Utah court reverses polygamist leader convictions
SALT LAKE CITY — The Utah Supreme Court today reversed the convictions of polygamist leader Warren Jeffs and ordered a new trial, saying a jury received incorrect instructions before considering his role in the 2001 nuptials of a 14-year-old girl to her 19-year-old cousin.
Jeffs, 54, was convicted in 2007 of two counts of first-degree felony rape as an accomplice. He is serving two consecutive terms of five years to life in the Utah State Prison.
A telephone call seeking comment from the Washington County attorney’s office and the Utah attorney was not immediately returned toay. Jeffs’ lawyers scheduled a news conference later today.
Jeffs is head of the Fundamentalist Church of Jesus Christ of Latter Day Saints.
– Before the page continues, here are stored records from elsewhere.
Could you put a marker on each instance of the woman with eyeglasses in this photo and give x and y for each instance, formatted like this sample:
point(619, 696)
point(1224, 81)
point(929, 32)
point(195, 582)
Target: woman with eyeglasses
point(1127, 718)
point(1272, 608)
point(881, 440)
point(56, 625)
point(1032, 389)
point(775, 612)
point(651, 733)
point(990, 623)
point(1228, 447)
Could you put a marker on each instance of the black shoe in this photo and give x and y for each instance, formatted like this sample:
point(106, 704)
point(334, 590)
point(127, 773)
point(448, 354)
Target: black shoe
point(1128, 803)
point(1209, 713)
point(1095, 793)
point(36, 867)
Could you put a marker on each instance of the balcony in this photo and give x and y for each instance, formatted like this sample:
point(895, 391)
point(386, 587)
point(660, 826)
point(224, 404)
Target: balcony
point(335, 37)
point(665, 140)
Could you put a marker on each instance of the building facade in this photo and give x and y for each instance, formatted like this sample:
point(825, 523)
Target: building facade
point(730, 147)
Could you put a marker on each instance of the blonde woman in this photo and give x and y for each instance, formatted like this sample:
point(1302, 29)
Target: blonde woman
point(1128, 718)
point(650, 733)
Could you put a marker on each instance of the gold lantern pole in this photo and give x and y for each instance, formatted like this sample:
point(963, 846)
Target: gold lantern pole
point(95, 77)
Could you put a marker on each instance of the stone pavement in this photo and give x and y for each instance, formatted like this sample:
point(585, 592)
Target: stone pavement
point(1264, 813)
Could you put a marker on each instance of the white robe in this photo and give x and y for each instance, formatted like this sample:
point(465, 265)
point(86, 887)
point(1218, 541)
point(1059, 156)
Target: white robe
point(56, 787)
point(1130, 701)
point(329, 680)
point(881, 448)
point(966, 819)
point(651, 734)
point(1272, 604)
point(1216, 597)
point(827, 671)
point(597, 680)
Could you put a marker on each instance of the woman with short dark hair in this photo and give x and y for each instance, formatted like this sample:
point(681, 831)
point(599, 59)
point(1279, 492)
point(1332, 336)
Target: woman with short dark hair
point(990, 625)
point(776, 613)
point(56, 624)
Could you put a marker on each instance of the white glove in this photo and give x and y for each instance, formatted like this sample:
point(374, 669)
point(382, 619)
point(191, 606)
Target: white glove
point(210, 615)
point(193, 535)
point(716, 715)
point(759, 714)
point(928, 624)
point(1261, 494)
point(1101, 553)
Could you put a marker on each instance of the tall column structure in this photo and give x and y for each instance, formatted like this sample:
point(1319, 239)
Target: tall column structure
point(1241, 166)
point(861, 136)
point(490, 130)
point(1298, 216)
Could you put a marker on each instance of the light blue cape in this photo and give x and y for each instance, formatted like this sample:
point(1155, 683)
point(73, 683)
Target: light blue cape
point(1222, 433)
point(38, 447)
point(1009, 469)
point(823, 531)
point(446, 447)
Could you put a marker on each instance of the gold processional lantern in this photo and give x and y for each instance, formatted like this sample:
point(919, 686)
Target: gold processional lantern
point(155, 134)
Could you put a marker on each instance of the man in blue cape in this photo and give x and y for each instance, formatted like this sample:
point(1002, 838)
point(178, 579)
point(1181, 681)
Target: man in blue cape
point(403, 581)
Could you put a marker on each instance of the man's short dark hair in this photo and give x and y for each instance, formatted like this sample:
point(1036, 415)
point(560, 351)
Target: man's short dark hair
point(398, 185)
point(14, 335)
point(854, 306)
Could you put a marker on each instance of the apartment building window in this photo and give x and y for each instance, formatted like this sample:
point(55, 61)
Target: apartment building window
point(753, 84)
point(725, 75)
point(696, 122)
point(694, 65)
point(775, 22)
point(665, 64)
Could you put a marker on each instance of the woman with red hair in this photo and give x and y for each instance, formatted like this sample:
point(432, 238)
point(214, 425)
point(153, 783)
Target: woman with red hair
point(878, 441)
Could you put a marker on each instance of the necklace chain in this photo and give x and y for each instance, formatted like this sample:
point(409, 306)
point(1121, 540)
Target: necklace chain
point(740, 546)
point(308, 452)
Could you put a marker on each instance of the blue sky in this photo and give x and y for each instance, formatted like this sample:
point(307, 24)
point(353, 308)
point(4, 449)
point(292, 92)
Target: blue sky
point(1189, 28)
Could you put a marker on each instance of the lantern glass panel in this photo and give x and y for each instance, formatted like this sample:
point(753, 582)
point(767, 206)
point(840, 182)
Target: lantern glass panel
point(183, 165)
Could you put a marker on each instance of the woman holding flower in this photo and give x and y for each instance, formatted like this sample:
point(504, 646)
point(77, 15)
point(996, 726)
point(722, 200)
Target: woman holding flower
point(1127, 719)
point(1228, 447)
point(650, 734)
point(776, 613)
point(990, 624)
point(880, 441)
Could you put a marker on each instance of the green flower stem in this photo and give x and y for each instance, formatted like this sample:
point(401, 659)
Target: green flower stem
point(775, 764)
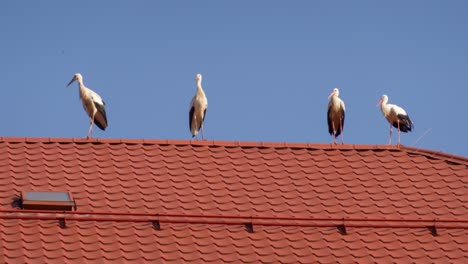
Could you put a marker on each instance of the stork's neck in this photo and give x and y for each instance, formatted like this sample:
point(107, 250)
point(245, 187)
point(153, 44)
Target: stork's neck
point(199, 88)
point(82, 88)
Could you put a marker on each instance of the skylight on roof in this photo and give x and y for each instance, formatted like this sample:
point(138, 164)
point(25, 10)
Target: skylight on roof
point(60, 201)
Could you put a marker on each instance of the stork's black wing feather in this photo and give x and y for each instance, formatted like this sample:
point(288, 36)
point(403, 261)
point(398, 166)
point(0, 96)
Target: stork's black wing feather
point(100, 119)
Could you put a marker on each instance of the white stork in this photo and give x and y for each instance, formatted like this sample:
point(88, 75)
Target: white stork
point(396, 116)
point(198, 108)
point(92, 104)
point(335, 115)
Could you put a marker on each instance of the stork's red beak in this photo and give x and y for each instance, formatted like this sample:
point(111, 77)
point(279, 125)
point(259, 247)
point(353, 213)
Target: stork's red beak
point(380, 101)
point(72, 80)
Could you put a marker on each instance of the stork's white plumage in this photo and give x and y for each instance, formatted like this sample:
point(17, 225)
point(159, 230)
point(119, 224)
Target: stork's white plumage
point(92, 104)
point(396, 116)
point(198, 108)
point(335, 115)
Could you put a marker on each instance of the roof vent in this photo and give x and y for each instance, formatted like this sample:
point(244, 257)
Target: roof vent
point(58, 201)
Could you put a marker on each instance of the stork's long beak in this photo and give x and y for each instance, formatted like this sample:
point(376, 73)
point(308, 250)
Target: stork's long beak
point(380, 101)
point(72, 80)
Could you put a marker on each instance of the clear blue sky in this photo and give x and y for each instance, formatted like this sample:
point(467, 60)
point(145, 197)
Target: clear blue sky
point(268, 67)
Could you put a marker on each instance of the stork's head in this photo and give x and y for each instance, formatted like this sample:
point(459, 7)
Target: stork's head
point(335, 92)
point(76, 77)
point(383, 100)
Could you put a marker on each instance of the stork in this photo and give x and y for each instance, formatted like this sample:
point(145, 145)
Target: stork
point(92, 104)
point(198, 108)
point(335, 115)
point(396, 116)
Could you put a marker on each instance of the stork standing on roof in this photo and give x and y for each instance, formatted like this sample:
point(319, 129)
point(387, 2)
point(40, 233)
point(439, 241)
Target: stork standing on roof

The group, based on the Utah-Arizona state line, practices polygamy in marriages arranged by church leaders.
Jeffs performed the religious marriage of Elissa Wall and Allen Steed in a Caliente, Nev., motel and later counseled Wall to be obedient and give her “mind, body and soul” to her husband in an effort to make an unhappy marriage work.
During the trial and later in her book, “Stolen Innocence,” Wall said she objected to the marriage and was forced into sexual relations with her husband.
The Associated Press does not typically name victims of alleged sexual assault, but Wall has frequently spoken publicly about the case.
In its ruling Tuesday, the court agreed with defense attorneys who argued that jurors should not have been told to decide whether Wall’s marital relations were consensual based on Jeffs’ actions and his role as her religious leader. That essentially equates Jeffs with Steed — the person who allegedly has had nonconsensual sex.
Justices said prosecutors were wrong to make that leap.